In civil lawsuits involving numerous parties accused of negligence, the negligence may be divided into percentages. For instance, in a recent medical malpractice case that was settled in Pennsylvania, three separate parties were found to be negligent, but to greater or lesser degrees.
Medical malpractice and wrongful death claims were filed by a Wyomissing man on behalf of his deceased friend’s young children. According to the lawsuit, the children’s father died as a result of negligence on the part of two doctors and Temple University Hospital. A jury in Philadelphia recently decided in favor of the plaintiffs and awarded them $6.4 million.
The 38-year-old who died had a history of heart problems. One day in 2009, he experienced chest and shoulder pains and was transported to Temple University Hospital. Two doctors there assessed the man’s condition, and according to the recently settled medical malpractice claim, the doctors failed to order proper treatment. Instead, they diagnosed the man with pneumonia and syncope and sent him home.

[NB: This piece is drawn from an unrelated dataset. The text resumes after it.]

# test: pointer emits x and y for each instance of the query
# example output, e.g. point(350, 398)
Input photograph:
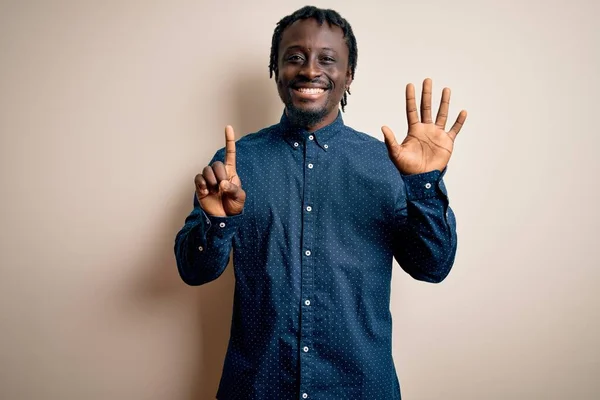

About three months later, the man suffered an acute cardiac arrest and was diagnosed with an anoxic brain injury. He was discharged from the hospital and taken to a long-term care facility. For about a month, the man remained on mechanical ventilation and underwent a number of medical procedures. He died shortly thereafter.
According to the lawsuit, the doctors’ and the hospital’s negligence led to the man’s death. One doctor was found to be 10 percent negligent; the other doctor was 88 percent negligent; and it was determined that Temple University Hospital was 2 percent negligent.
The case goes to show that determining liability is not always as simple as it seems. Pennsylvania residents who have suffered because of hospital or doctor errors should be aware of each and every option for obtaining a favorable settlement. Fluency in our state’s medical malpractice laws is indispensible to ensuring that outcome.